From dcac36c8cf3a7862cb7236cb837f8ce9a8d04f9d Mon Sep 17 00:00:00 2001
From: Mark Burnett <mark.m.burnett@gmail.com>
Date: Fri, 7 Sep 2018 07:52:44 -0500
Subject: [PATCH] Fix: Avoid etcd bootstrap race

This adds a sleep to avoid a tight restart loop for etcd when running in
bootstrap mode (e.g. to spin up etcd for calico).

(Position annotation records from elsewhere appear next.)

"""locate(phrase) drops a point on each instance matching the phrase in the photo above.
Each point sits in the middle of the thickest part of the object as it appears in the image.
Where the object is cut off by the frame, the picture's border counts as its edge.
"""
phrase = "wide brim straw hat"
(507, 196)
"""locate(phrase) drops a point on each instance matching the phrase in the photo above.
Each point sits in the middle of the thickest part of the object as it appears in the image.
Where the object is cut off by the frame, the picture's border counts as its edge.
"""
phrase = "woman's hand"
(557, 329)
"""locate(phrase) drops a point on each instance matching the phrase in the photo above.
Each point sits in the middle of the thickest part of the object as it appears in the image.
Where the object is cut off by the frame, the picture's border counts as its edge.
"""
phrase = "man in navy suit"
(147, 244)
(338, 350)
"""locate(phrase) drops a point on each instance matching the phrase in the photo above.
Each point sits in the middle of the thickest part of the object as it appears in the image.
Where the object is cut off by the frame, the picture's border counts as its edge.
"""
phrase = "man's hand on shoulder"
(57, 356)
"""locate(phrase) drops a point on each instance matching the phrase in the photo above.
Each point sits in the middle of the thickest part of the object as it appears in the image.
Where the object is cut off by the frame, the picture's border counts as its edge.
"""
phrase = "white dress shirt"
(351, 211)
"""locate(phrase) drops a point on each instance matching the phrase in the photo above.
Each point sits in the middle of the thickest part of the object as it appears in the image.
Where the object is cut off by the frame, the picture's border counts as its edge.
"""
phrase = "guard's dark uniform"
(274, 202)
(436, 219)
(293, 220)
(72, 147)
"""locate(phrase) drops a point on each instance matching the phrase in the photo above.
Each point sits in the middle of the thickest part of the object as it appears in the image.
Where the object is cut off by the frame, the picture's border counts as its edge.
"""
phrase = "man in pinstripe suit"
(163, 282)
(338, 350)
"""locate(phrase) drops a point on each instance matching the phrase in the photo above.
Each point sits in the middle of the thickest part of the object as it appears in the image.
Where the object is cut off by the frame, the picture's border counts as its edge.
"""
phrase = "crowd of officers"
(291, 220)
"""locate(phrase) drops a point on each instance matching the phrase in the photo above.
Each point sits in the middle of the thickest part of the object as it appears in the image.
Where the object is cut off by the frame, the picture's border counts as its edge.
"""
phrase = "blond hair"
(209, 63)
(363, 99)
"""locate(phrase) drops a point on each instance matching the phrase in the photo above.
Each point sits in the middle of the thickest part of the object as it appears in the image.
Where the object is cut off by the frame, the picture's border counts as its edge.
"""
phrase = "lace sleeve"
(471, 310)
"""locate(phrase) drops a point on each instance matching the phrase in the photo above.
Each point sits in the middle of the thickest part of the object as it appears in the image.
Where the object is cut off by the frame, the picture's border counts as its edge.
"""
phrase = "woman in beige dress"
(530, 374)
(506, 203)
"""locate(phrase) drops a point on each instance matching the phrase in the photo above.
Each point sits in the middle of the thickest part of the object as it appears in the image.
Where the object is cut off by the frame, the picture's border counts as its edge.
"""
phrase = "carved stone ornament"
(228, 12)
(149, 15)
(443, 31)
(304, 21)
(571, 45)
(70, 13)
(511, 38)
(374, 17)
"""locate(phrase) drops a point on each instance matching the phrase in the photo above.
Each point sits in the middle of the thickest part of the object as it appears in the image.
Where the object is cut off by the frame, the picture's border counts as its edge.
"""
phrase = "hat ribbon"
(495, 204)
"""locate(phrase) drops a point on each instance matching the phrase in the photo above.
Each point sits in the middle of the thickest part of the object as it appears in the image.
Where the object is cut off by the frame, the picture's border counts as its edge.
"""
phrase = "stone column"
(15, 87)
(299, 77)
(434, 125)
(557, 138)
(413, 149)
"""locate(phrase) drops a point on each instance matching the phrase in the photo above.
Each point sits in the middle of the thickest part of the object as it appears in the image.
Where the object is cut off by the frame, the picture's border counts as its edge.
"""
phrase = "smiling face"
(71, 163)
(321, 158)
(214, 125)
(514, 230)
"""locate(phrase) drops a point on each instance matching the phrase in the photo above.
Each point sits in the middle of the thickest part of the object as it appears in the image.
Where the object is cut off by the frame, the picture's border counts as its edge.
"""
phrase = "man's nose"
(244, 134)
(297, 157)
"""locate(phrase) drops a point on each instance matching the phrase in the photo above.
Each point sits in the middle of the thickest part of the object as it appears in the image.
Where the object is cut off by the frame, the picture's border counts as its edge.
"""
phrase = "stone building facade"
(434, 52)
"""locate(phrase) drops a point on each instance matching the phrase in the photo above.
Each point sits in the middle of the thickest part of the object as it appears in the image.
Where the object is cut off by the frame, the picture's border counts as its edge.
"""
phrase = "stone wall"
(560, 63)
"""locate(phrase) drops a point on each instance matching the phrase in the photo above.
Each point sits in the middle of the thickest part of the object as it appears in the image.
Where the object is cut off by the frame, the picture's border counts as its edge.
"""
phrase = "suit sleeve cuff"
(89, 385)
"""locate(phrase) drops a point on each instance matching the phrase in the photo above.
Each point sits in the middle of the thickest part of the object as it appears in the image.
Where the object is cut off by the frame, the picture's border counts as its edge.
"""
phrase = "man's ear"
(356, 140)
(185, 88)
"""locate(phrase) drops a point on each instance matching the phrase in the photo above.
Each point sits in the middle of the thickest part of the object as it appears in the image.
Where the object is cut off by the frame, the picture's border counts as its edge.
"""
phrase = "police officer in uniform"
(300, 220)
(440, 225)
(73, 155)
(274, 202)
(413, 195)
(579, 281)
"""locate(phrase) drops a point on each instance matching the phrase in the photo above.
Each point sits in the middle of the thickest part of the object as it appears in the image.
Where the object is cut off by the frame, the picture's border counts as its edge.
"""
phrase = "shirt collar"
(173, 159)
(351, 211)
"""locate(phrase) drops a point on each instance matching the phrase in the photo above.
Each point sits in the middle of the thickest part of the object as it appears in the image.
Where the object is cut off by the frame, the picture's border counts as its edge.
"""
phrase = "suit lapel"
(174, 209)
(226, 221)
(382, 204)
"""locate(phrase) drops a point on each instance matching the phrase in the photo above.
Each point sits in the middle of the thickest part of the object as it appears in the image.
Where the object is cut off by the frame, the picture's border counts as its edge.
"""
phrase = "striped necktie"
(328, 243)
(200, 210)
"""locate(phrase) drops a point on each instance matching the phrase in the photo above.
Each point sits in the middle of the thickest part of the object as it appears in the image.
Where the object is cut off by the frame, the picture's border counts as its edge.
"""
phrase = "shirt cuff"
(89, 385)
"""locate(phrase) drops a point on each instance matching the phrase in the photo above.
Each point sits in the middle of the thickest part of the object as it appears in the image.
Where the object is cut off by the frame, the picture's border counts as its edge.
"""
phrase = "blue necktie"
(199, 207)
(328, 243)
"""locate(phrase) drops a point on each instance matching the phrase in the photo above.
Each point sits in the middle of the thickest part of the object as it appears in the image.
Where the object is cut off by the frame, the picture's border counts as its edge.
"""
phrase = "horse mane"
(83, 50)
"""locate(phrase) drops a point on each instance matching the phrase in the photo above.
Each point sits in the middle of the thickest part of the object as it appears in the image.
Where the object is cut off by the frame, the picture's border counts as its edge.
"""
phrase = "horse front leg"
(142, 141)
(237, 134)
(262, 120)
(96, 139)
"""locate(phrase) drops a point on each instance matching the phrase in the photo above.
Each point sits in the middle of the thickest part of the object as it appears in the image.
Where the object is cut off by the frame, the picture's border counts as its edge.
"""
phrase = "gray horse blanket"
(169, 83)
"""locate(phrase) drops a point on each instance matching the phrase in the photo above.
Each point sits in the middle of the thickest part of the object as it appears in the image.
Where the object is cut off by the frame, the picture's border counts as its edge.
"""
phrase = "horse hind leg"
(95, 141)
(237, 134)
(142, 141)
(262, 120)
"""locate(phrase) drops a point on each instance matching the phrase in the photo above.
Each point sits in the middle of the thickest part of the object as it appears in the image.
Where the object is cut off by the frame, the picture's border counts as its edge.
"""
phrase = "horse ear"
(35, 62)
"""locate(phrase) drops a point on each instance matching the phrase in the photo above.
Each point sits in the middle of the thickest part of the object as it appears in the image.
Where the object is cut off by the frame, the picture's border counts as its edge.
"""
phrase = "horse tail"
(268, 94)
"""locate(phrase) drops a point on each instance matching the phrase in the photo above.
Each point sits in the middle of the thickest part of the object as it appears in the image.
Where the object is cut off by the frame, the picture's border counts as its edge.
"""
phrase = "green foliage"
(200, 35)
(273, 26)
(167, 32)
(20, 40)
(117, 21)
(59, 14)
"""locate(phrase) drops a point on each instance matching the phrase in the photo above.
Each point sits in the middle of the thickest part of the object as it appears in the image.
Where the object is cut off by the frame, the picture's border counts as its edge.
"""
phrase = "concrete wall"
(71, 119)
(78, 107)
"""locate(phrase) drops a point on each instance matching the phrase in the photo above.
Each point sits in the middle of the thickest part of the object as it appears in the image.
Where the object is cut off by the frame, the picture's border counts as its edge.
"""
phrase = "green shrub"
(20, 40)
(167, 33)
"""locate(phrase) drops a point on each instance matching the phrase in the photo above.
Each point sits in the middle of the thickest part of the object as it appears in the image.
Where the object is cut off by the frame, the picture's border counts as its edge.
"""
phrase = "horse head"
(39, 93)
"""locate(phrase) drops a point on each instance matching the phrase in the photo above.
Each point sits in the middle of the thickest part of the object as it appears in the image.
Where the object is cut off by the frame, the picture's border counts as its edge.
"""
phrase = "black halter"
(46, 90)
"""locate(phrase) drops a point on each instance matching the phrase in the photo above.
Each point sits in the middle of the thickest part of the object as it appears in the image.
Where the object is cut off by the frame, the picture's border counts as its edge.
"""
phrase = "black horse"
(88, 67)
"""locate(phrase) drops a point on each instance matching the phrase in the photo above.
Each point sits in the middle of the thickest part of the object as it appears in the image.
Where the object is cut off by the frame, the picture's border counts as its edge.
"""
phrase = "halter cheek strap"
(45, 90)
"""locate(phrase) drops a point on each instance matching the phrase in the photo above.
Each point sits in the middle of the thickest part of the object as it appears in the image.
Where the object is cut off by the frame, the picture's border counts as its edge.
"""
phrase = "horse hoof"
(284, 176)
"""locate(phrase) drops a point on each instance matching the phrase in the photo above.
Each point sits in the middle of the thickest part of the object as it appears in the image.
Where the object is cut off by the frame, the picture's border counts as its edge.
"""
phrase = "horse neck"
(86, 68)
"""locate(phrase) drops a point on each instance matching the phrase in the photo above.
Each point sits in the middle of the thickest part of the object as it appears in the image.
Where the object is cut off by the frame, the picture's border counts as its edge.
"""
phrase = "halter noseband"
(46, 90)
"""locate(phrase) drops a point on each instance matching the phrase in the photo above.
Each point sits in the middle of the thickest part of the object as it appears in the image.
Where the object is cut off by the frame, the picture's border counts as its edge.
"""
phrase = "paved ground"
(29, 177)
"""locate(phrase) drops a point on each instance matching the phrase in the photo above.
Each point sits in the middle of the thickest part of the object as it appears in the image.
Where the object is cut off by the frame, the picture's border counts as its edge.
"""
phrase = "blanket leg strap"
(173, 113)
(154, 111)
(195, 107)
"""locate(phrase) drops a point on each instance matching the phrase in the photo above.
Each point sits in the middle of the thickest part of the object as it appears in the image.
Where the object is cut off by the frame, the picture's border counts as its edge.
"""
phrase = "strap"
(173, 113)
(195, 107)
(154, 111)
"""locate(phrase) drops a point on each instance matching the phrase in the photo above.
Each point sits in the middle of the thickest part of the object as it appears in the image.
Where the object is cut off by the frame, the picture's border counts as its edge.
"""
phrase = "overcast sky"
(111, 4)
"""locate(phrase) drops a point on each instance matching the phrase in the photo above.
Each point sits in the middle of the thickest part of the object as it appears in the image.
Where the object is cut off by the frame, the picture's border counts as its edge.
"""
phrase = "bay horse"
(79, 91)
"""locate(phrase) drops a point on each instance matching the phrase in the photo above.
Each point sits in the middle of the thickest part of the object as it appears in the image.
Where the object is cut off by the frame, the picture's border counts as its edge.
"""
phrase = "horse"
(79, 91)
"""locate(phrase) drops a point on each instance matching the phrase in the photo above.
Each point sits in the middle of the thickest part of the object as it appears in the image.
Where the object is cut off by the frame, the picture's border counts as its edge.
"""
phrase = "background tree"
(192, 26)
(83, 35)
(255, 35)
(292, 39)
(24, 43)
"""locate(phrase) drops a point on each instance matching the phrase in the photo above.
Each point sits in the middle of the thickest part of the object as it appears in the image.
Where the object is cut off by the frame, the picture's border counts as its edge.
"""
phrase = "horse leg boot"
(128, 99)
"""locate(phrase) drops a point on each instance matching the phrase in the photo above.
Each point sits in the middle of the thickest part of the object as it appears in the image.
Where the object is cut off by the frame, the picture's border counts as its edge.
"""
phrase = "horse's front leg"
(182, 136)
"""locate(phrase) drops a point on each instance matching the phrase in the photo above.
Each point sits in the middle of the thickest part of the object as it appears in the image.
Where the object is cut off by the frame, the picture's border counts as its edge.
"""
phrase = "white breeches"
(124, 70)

This doesn't seem to have manifested before, but I saw it while
troubleshooting an environment yesterday, and I'm surprised it hasn't
been seen before.

The issue manifests as repeated teardown and replacement of the
bootstrapping <svc>-etcd-<hostname> pod put in place by the anchor.  The
log messages in the etcd container of the pod will say that etcd is
terminating because it got SIGTERM, and a large number of pause
containers will be left behind and visible in `docker ps -a`.  The
constant pod replacement was racing with how quickly kubernetes would
see the healthy (non-anchor) etcd pod allowing the anchor to be able to
reach etcd over the kubernetes service to check its health.  A successful
health check by the anchor ends the bootstrapping phase, exiting the
race.

I'm confident there's a better approach to clean this section of code
up; however, the concern with this PS is to address the problematic
tight loop, allowing a more rigorous improvement to come later.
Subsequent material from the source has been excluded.